Psychological Science in the Public Interest
- Discipline: Psychology
- Language: English
- Edited by: Ulf-Dietrich Reips

Publication details
- History: 2000–present
- Publisher: Sage Publishing on behalf of the Association for Psychological Science
- Frequency: Triannually
- Impact factor: 17.6 (2024)

Standard abbreviations
- ISO 4: Psychol. Sci. Public Interest

Indexing
- ISSN: 1529-1006 (print) 2160-0031 (web)
- LCCN: 746955695
- OCLC no.: 43619255

Links
- Journal homepage; Online archive;

= Psychological Science in the Public Interest =

Psychological Science in the Public Interest (PSPI) is a triannual peer-reviewed academic journal covering issues in psychology of interest to the public at large. It is published by Sage Publishing on behalf of the Association for Psychological Science.

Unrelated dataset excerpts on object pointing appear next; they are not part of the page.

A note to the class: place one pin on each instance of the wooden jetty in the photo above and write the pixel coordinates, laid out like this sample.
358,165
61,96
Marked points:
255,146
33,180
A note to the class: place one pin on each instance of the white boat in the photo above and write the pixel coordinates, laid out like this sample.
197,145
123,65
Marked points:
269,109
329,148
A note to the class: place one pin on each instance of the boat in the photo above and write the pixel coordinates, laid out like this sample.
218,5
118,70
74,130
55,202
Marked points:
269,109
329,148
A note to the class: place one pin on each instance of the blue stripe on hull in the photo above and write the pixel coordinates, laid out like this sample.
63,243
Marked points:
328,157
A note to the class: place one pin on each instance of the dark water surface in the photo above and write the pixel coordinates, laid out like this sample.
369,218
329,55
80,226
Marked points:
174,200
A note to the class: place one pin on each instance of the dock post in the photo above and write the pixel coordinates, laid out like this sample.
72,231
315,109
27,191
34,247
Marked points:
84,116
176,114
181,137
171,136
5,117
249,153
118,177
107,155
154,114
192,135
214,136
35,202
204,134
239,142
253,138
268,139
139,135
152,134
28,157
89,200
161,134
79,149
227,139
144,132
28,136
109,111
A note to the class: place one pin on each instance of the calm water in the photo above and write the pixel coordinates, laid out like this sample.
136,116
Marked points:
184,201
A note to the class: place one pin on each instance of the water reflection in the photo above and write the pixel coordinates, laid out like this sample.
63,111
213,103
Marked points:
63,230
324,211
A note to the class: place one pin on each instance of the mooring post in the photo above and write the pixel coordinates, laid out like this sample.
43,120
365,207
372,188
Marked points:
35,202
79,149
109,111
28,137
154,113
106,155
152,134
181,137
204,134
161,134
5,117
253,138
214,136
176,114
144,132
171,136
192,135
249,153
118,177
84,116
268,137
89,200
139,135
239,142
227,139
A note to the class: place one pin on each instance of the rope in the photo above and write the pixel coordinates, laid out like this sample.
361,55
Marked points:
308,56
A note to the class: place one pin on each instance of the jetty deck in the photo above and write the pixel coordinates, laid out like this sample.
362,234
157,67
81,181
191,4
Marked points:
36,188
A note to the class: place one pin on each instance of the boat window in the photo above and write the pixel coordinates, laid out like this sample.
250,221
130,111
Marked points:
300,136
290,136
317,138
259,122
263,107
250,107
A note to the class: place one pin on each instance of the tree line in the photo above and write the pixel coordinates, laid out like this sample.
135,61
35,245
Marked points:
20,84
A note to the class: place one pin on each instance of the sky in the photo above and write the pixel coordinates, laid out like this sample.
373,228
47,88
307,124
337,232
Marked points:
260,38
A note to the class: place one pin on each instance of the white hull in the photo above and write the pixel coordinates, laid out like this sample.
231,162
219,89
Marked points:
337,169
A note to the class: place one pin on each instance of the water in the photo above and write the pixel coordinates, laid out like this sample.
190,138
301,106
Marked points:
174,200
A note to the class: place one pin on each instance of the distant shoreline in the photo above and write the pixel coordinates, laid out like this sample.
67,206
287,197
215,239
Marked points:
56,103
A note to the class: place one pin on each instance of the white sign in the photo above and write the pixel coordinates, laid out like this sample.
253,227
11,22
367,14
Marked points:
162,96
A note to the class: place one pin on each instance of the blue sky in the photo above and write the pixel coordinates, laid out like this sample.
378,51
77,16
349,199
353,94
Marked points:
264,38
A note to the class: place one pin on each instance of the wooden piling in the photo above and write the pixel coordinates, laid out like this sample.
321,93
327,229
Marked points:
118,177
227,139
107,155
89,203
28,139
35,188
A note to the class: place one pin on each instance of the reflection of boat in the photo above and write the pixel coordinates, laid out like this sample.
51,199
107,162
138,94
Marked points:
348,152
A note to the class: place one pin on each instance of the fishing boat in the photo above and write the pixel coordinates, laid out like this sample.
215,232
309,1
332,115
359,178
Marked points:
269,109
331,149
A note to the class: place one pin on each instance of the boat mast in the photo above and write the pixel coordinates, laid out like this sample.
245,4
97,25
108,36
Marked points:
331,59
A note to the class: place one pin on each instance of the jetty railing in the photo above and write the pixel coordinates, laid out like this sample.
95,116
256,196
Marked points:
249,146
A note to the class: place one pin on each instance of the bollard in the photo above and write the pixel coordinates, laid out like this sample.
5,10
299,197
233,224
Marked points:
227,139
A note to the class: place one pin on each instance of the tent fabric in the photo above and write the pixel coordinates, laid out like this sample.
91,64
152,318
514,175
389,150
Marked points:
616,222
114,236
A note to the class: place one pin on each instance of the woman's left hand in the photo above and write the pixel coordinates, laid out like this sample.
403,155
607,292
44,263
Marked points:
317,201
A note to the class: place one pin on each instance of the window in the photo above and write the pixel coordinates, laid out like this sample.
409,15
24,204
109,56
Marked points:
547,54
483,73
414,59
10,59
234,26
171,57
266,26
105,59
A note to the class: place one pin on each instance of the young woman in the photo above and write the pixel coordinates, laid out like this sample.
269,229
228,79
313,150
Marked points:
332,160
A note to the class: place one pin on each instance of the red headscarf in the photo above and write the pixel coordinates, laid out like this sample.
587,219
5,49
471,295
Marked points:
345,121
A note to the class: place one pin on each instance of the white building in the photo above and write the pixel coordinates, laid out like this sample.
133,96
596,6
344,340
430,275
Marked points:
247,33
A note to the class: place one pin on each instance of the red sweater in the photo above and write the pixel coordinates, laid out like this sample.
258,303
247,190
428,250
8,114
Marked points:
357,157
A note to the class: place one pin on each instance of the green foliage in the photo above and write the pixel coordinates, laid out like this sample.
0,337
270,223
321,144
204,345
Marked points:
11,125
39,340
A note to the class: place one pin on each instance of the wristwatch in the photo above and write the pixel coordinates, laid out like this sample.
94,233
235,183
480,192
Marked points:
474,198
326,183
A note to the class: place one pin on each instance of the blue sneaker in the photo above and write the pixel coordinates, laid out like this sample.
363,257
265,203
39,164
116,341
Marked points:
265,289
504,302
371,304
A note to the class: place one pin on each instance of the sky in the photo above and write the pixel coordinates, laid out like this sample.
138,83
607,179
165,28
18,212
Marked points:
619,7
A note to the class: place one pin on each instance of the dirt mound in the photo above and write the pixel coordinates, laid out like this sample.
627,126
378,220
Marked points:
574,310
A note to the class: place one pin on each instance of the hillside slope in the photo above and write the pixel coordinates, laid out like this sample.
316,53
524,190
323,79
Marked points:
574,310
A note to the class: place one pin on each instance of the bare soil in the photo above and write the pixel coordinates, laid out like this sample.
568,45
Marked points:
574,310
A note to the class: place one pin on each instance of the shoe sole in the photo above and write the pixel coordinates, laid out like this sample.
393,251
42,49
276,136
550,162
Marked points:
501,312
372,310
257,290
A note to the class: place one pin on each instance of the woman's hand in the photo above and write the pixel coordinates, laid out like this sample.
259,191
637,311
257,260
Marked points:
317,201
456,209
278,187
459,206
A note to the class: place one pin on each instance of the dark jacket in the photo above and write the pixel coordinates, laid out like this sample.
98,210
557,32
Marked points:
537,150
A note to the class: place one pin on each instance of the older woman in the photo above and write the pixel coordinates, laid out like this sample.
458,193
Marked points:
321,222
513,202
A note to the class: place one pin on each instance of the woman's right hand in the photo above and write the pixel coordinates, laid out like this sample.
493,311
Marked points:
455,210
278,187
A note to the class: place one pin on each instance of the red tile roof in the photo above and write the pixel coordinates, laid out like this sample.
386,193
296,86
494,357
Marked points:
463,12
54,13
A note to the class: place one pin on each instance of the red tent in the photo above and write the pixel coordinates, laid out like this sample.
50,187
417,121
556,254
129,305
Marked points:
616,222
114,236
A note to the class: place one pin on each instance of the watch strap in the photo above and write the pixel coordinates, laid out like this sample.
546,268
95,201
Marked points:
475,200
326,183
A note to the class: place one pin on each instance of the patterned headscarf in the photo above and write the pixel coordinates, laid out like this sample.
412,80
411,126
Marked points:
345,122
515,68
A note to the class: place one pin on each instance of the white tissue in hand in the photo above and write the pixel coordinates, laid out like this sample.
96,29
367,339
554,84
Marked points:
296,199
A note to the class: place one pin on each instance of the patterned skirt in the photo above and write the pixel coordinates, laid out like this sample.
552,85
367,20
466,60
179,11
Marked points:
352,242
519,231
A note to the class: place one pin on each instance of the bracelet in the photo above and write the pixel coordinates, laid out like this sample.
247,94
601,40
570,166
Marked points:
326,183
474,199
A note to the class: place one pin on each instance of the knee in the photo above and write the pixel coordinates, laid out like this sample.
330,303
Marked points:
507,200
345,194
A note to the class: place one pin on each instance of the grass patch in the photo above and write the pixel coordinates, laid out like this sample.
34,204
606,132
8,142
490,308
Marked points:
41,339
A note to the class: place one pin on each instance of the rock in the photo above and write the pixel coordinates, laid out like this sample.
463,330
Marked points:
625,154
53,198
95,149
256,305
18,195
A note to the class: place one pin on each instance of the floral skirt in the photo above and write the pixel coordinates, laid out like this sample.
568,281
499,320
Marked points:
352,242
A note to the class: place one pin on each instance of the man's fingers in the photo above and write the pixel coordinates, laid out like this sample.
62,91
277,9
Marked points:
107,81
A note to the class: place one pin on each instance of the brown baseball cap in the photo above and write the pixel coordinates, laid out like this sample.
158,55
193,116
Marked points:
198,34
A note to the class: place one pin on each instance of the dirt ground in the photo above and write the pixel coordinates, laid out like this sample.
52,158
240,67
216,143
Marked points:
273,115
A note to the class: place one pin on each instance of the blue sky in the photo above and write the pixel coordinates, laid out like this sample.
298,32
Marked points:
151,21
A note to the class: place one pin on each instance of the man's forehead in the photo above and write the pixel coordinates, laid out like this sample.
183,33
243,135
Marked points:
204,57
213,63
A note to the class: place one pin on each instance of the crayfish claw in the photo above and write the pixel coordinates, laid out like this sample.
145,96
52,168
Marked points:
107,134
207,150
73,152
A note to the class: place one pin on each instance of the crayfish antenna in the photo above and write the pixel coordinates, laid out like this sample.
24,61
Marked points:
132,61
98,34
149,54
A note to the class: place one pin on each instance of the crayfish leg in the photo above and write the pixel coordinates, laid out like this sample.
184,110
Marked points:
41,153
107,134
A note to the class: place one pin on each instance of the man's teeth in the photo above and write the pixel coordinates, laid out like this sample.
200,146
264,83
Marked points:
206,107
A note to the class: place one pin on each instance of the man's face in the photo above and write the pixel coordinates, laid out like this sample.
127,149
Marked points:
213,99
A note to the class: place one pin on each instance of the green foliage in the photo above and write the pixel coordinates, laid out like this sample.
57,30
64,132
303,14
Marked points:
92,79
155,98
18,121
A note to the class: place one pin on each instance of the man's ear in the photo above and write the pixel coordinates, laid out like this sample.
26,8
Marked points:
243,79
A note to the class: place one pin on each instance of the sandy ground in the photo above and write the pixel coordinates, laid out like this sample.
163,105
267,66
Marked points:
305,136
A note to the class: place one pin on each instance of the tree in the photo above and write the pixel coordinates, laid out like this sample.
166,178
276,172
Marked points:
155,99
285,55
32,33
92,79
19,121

The Editor-in-chief is Ulf-Dietrich Reips (University of Konstanz).

== Past editors ==
Past editors-in-chief include Nora S. Newcombe (Temple University), Valerie F. Reyna (Cornell University), Morton Ann Gernsbacher (University of Wisconsin–Madison), Stephen J. Ceci (Cornell University), and Robert A. Bjork (University of California, Los Angeles).

== Abstracting and indexing ==
The journal is abstracted and indexed in:

- EBSCOhost
- Gale Academic OneFile
- PsycINFO
- PubMed
- Scopus

According to the Journal Citation Reports, the journal has a 2024 impact factor of 17.6, ranking in fourth for impact factor in the Psychology, Multidisciplinary Category.